I shrugged. It wasn’t any of his business.
“Let me help you, Piper. I swear I can if you’ll let me.” His drawl made his words even softer, and they curled around my heart in a way I didn’t trust.
“I don’t need your…whatever this is.” I gestured between us. I did just fine without a boy in my life making it all sorts of complicated. I didn’t need him.
“Friendship,” he said.
I snorted. It sounded awful, but it was a near gut reaction. Friendship. Not a single boy in town had bothered with that route. Not that I’d buy it if they had. Gris was a smooth one, all right. ‘Course, he was related to Danny which probably meant he was looking for a way to score with the crazy girl—which was
probably how everybody thought of me. I saw it in their eyes sometimes, felt it in their treatment of me. If they could see inside my head, they’d think even worse things, but, for certain, I was crazy.

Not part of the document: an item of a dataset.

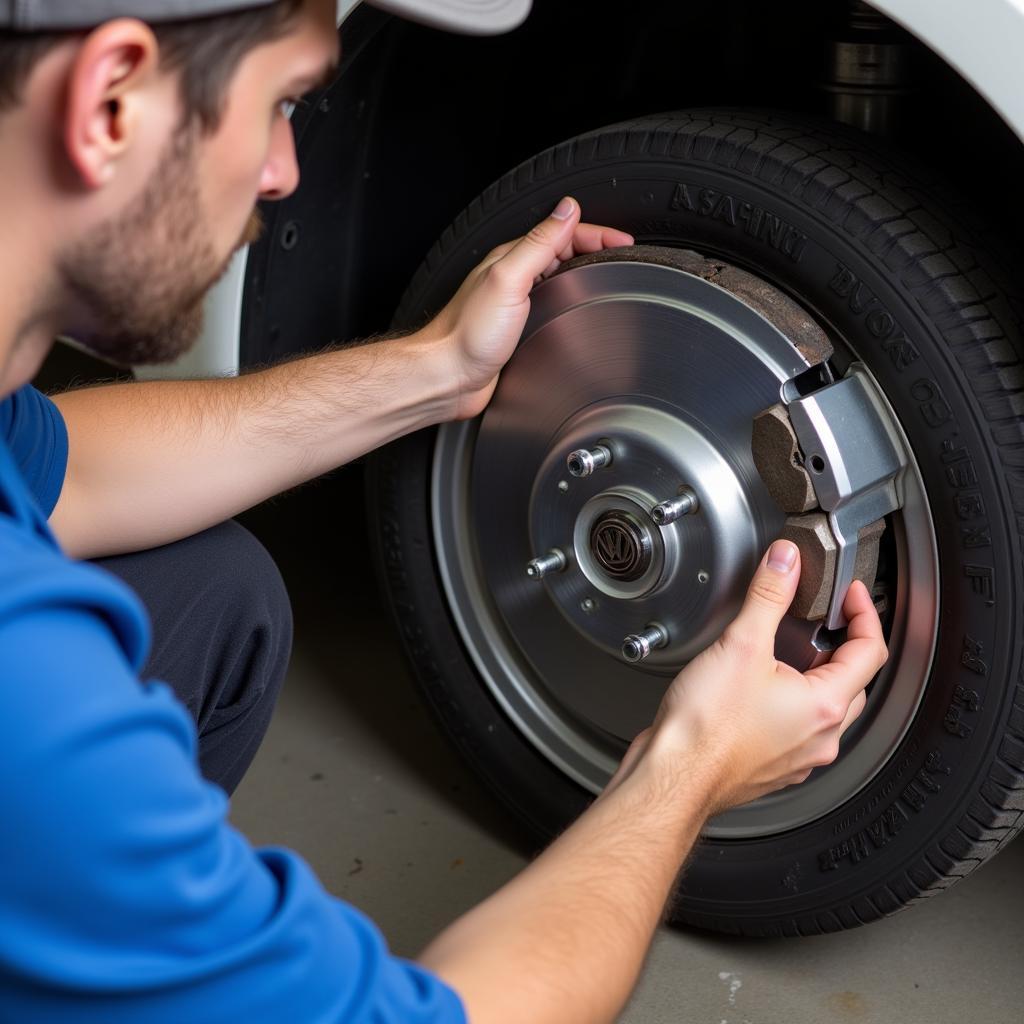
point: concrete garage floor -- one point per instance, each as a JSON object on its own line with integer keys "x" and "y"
{"x": 355, "y": 777}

My shoulder itched again, but I was ignoring it. If I stopped thinking about it, it’d stop itching. I rolled my shoulder. Stop. Just stop.
“Show me where you found your dog’s body,” Gris said.
Fine then, I could do that. I led him past the house toward the shed that held our tractor. We didn’t have much of a field, but my daddy insisted on owning a tractor. Then again, we didn’t do much camping, but we had an RV parked on the other side of the house. My daddy liked to own things, just in case we needed them.
When I reached the spot behind the shed where a pile of hay had been brushed across the stain, I stopped and pointed. “It isn’t pleasant.”
“Death usually isn’t.” Gris continued forward and crouched beside the hay like he had beneath my window.
“Somebody’d split him open. There was blood all across the grass here. I’d just gotten back from taking my ACT, and my mama said she hadn’t seen Jester all morning.”
“Was he a family dog or your dog?” Gris pulled aside the hay to reveal a red patch of grass.
I turned away. I was working on disassociation. I could disassociate myself from just about anything. But it was harder when you were faced with something tangible like the grass that was still stained. Jester, you poor, silly dog. They’d probably killed him ‘cause he belonged to me. Maybe I’d said “no” to one too many guys. Maybe they just didn’t like me. I felt the weight of everything that’d gone wrong—that I’d done wrong, but Jester was a debt that I’d never repay.
“He was my dog. I’ve had him for three years now. I had him, I mean. I used to have him.” There was no way to define his presence in my life now that he was an absence. I inhaled deeply before breathing out through pursed lips. Then, I built up my wall of detachment—brick by brick. My fault. I clenched my fists, my nails biting into my palms. I could do this. The pain in my palms helped.
“It’s awful that you were the one to find him.”
“She threw up. She retched in the rosebushes,” I said. Hopefully, Daddy had taken care of cleaning that up too. I hadn’t dared look.